Dril-Quip Inc. (DRQ - Free Report) has reported third-quarter 2012 earnings of 73 cents per share, missing the Zacks Consensus Estimate by a penny. However, the quarterly earnings increased almost 26% from the year-ago profit level of 58 cents. The increase was mainly backed by growth in product and service revenues as demand for offshore equipment climbed.
The company registered total revenue of $190.9 million in the quarter, up 23.2% from the year-ago level of $155.0 million. The reported figure surpassed the Zacks Consensus Estimate of $178.0 million.

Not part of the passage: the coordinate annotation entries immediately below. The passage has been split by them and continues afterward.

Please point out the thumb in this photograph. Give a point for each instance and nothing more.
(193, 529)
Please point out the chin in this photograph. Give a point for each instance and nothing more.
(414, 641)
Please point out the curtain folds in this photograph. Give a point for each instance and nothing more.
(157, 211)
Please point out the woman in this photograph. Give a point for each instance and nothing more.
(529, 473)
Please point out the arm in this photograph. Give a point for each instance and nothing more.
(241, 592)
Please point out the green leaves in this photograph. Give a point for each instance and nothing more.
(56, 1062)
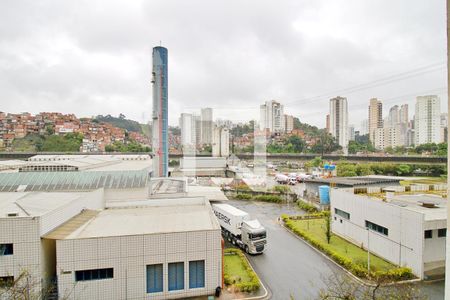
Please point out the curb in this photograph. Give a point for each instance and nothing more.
(359, 280)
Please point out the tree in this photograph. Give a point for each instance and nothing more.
(342, 287)
(328, 227)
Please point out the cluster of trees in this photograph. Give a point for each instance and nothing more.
(362, 144)
(347, 169)
(130, 146)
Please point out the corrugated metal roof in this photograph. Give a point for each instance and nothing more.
(64, 181)
(72, 225)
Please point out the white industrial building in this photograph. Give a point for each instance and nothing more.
(407, 229)
(110, 234)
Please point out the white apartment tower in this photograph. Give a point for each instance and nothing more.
(375, 117)
(221, 142)
(207, 125)
(339, 120)
(289, 123)
(272, 116)
(427, 119)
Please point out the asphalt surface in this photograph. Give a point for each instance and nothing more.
(291, 268)
(288, 267)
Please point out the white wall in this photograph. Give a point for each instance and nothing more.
(129, 256)
(405, 227)
(23, 233)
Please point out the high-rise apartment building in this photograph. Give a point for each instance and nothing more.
(272, 116)
(427, 119)
(375, 117)
(221, 142)
(404, 114)
(339, 120)
(207, 125)
(393, 117)
(160, 118)
(351, 132)
(327, 123)
(288, 123)
(187, 126)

Operating income expanded 21.9% to $38.7 million from the year-earlier level of $31.8 million. On the cost front, on an annualized basis, selling, general and administrative expenses rose 13.7% to $20.8 million from the year-earlier level of $18.3 million, while its engineering and product development costs rose 12.9%. Notably, depreciation and amortization expenses increased 9.4% to $7.0 million.
As of September 30, 2012, the company had a backlog of $747 million, compared with $730 million in the prior-year quarter.

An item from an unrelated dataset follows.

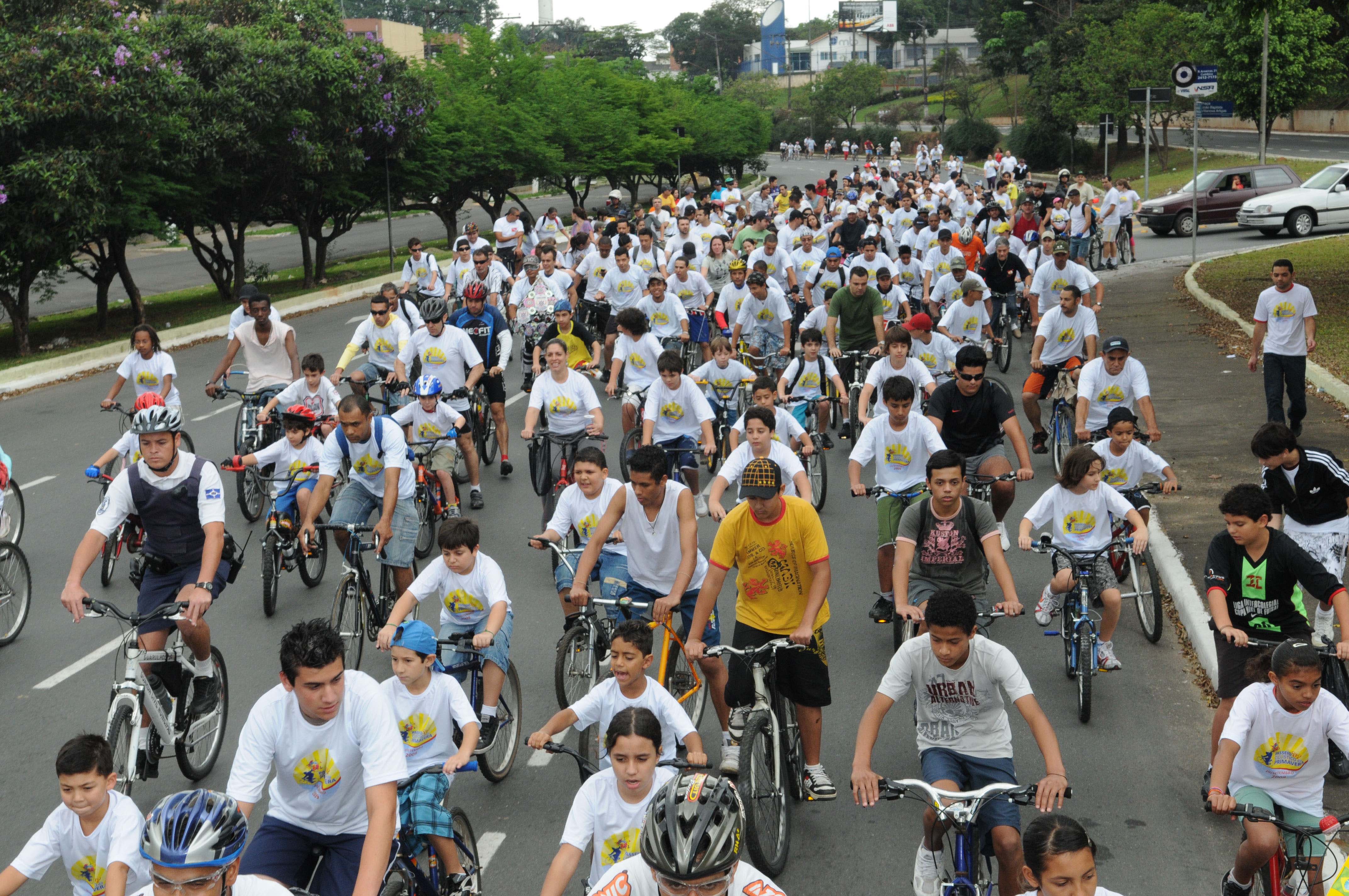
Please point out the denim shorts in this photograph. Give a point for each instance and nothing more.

Capital expenditures in the quarter were $12.9 million, compared with $12.3 million in the year-earlier quarter.
For the fourth quarter of 2012, the offshore drilling equipment maker − Dril-Quip − expects earnings between 65 cents and 75 cents per diluted share, excluding any unusual or special charges. Additionally, based on improving market conditions, Dril-Quip expects its full-year adjusted earnings per share expectation to range between $2.83–$2.93.
We are maintaining our long-term Neutral recommendation on Dril-Quip, supported by a Zacks #3 Rank (short-term Hold rating). The cautious stance reflects the company’s exposure to the highly volatile oil and gas sector fundamentals.

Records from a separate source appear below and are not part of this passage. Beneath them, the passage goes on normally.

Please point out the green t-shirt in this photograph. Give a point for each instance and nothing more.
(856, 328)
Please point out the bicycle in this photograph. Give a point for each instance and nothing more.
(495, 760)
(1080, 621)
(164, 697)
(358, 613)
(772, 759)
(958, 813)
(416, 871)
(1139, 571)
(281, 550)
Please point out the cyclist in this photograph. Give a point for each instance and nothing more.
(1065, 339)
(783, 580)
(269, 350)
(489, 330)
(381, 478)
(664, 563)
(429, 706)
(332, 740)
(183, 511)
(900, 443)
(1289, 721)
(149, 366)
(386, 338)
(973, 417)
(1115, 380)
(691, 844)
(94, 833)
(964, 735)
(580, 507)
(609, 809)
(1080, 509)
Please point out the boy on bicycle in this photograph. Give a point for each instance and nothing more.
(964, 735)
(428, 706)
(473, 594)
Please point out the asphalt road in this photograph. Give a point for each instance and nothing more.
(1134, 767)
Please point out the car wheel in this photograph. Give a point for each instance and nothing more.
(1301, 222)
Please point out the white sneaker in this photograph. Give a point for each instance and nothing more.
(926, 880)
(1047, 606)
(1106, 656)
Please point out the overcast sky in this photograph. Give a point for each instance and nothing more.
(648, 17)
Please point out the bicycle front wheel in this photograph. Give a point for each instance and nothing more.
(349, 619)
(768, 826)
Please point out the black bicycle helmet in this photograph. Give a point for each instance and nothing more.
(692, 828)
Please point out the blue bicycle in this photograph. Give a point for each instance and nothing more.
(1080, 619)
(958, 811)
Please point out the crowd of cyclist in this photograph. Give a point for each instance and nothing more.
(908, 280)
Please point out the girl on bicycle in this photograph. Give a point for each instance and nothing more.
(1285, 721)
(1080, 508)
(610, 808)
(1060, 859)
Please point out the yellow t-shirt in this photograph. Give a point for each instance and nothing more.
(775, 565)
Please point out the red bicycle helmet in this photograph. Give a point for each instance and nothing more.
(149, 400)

The company reported impressive third quarter results fueled by growth in demand for offshore equipment.
The planned investment of Brazil's state-run energy giant Petroleo Brasileiro S.A., or Petrobras (PBR - Free Report) in the country’s offshore market over the next five years will also likely prove beneficial for Dril-Quip. The company is well positioned to take advantage of the project. Hence, beyond 2012, the company is geared towards Petrobras' planned newbuilds and general secular growth.
We nonetheless remain concerned about company-specific risks, which include new product growth challenges, manufacturing difficulties and potential backlog losses. Additionally, delays in deepwater infrastructure contracts may also hinder the growth prospect of Dril-Quip.